CAMs influence RyR-mediated CICR via cAMP. The effects of the indicated drugs on FLIP-induced Ca2+ signals were analyzed in chick DRG growth cones on laminin (A), L1 (B), or N-cadherin (C). As exemplified in Fig. 4, the amplitude of ΔF/F0 spikes was defined as ΔF/F0 values averaged within a 2-μm-diam zone immediately after FLIP. The amplitude of five ΔF/F0 spikes induced by five laser pulses at 300-ms intervals was averaged and plotted as the ordinate. The abscissa indicates the minutes after an application of Sp-cAMPS, Rp-cAMPS, and/or ryanodine. Each line represents a drug-induced change of the Ca2+-signal amplitude in a single growth cone. Datasets with statistically significant changes are marked by asterisks. **, P < 0.01; ***, P < 0.001; paired t test.
Figure 6.
Figure 6.
Ca2 + signals and turning directions of RyR3-deficient growth cones. (A–F) Immunocytochemistry of RyRs in mouse DRG neurons. RyRs in wild-type (A and D) or RyR3-deficient (C and F) growth cones were labeled with an antibody that recognized all three isoforms. As a control, the primary antibody was omitted from the labeling procedure on wild-type growth cones (B and E). Shown are RyR immunofluorescence (A–C) and DIC images (D–F). Bar, 10 μm. (G and H) FLIP-induced Ca2+ signals in wild-type and RyR3-deficient growth cones. As described in Fig. 5, the effects of drugs (Sp-cAMPS or Rp-cAMPS) on the ΔF/F0 spike amplitude were analyzed in growth cones on laminin (G) or L1 (H). Each line represents a drug-induced change of the amplitude in a single growth cone.
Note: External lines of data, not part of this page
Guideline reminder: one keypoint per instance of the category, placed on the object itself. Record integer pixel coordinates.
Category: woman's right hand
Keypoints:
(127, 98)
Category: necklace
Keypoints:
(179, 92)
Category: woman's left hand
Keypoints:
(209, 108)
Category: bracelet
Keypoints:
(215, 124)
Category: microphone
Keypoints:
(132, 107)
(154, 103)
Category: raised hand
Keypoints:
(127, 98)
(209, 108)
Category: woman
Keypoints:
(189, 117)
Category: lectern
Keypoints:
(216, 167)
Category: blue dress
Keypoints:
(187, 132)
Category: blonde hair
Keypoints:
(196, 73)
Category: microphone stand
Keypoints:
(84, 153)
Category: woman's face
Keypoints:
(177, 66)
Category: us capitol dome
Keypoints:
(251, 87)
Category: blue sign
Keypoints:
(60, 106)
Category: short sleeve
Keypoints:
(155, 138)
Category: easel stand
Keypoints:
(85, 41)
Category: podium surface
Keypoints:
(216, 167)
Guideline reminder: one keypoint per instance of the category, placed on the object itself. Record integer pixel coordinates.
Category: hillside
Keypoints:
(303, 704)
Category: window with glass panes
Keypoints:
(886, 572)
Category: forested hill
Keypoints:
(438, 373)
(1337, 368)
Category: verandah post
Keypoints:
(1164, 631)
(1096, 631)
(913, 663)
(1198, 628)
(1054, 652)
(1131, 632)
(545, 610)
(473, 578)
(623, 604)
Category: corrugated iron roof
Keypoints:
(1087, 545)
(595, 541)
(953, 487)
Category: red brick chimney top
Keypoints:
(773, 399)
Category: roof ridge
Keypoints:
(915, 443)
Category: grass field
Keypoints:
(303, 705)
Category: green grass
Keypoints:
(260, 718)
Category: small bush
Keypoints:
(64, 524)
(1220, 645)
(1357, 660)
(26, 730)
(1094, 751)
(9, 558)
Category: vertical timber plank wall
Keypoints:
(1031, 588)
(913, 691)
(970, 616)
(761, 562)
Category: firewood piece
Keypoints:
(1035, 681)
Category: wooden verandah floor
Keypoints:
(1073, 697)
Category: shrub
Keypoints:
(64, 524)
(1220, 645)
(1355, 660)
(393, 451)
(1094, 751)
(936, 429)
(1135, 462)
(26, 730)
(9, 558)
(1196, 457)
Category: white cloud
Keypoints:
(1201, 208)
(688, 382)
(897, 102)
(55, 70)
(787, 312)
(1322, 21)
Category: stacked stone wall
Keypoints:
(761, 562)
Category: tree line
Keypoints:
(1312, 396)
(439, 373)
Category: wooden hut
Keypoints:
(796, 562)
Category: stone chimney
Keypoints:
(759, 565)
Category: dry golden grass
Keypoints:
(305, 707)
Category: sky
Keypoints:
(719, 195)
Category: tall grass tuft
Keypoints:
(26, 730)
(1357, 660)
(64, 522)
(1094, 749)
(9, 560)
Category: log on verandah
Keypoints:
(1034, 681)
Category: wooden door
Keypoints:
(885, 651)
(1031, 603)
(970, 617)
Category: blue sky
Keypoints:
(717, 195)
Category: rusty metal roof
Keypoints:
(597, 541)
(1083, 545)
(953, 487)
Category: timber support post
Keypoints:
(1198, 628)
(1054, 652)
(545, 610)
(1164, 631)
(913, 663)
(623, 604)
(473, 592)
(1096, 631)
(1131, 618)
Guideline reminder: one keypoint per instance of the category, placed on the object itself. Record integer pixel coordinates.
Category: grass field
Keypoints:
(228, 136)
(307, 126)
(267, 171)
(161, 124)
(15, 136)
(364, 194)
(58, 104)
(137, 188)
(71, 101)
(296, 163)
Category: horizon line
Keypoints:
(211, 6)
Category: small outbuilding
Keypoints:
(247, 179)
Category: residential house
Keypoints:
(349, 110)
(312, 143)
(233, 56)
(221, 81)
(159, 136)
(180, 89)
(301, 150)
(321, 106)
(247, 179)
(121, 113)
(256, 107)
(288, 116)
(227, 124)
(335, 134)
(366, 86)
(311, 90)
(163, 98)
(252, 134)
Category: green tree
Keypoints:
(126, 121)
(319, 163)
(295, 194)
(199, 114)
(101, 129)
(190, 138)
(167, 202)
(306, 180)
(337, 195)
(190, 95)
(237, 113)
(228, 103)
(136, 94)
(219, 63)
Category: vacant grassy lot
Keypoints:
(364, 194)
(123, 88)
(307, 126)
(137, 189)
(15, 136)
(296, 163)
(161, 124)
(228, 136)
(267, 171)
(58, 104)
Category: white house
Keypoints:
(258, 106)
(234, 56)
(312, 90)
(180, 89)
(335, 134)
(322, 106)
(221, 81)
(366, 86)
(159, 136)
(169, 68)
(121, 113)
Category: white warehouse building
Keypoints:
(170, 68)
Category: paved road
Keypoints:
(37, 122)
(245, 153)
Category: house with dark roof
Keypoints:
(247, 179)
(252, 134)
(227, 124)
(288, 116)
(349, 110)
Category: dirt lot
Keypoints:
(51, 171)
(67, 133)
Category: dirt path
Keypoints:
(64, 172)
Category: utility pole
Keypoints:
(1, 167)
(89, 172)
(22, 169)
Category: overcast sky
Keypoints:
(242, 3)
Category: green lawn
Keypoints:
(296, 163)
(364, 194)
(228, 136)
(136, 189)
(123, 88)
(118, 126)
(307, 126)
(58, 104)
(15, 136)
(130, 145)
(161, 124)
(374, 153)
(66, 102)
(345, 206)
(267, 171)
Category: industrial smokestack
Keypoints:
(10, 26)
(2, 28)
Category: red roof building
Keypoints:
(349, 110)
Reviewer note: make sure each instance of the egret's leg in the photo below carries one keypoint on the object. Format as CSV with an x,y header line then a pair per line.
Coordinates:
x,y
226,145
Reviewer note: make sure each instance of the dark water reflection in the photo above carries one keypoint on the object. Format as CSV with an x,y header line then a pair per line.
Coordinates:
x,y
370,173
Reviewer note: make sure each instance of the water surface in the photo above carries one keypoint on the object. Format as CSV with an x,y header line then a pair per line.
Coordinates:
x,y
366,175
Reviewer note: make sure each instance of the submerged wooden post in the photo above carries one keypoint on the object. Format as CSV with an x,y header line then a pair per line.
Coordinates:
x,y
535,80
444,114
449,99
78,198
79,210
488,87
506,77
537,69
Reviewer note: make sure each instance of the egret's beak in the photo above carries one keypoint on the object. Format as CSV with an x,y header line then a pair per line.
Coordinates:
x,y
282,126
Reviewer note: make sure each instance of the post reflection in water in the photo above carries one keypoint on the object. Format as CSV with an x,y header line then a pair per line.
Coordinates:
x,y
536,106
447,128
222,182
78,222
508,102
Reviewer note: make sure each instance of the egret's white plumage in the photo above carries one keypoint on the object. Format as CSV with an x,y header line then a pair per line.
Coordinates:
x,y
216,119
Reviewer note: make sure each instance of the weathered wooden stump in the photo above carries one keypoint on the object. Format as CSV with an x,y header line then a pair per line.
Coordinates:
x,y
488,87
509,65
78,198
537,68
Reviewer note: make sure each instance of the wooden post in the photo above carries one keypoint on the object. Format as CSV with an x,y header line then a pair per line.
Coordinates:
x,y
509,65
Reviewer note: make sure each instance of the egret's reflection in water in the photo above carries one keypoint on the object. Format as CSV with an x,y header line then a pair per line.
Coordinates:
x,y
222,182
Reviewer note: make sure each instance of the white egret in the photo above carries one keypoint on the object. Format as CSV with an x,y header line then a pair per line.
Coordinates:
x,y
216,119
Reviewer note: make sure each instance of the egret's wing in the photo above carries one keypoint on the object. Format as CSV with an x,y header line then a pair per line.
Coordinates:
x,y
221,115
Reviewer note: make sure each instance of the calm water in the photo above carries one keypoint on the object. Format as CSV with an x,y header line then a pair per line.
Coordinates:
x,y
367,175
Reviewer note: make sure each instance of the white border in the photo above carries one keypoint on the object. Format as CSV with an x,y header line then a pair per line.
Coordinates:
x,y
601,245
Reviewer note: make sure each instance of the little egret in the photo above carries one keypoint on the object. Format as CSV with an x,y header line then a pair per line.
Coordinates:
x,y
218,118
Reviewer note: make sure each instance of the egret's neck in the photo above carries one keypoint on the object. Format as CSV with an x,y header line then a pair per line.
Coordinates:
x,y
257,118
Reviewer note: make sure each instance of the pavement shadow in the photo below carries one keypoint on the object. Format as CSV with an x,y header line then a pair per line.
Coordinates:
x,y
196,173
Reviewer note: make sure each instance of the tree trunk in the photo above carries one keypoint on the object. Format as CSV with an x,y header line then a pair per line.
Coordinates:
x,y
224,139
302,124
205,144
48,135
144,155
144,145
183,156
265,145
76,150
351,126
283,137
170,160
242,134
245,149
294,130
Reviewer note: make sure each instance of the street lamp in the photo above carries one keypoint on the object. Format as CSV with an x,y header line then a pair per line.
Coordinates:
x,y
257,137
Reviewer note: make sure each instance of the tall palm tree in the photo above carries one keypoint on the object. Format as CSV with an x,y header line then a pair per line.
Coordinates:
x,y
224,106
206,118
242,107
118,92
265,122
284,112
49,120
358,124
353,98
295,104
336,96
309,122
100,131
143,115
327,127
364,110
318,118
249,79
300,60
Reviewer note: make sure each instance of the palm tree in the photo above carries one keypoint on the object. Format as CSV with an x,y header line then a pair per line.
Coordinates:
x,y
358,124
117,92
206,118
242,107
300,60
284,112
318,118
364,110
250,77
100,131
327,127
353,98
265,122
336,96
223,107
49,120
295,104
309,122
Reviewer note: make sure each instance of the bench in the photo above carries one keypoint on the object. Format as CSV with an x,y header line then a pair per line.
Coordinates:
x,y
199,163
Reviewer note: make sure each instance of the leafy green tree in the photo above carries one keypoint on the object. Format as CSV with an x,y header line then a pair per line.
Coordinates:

Datasets with statistically significant changes are marked by asterisks. **, P < 0.01; ***, P < 0.001; paired t test. (I) The average turning angles of wild-type (WT) or RyR3-knockout (KO) growth cones on the three different substrates. As indicated, some growth cones were analyzed in the presence of Sp-cAMPS. Error bars represent 9–15 growth cones. *, P < 0.05; **, P < 0.01; compared with wild-type growth cones under the same culture conditions.
Figure 7.
Figure 7.
The relationship between the Ca2 + -signal amplitude and growth cone turning. The amplitude of FLIP-induced Ca2+ signals was controlled by preloading chick neurons with increasing concentrations of BAPTA. Blue dots indicate the mean amplitude of ΔF/F0 spikes that was calculated as described in Fig. 5. Each dot involves 6–10 growth cones. Red diamonds indicate the mean turning angles, each involving 8–13 growth cones. *, P < 0.05; **, P < 0.01; ***, P < 0.001; compared with the turning angles of growth cones that were not loaded with NP-EGTA.
Figure 8.
Figure 8.
CGRP-positive axon trajectories in the spinal cords. Nociceptive DRG axons were labeled by CGRP immunofluorescence. Shown are transverse sections of the spinal cord at the fifth lumbar segment from wild-type (A and B) or RyR3-knockout (C and D) mice. Dorsal is uppermost, and the arrows indicate the central canal. Bar, 200 μm.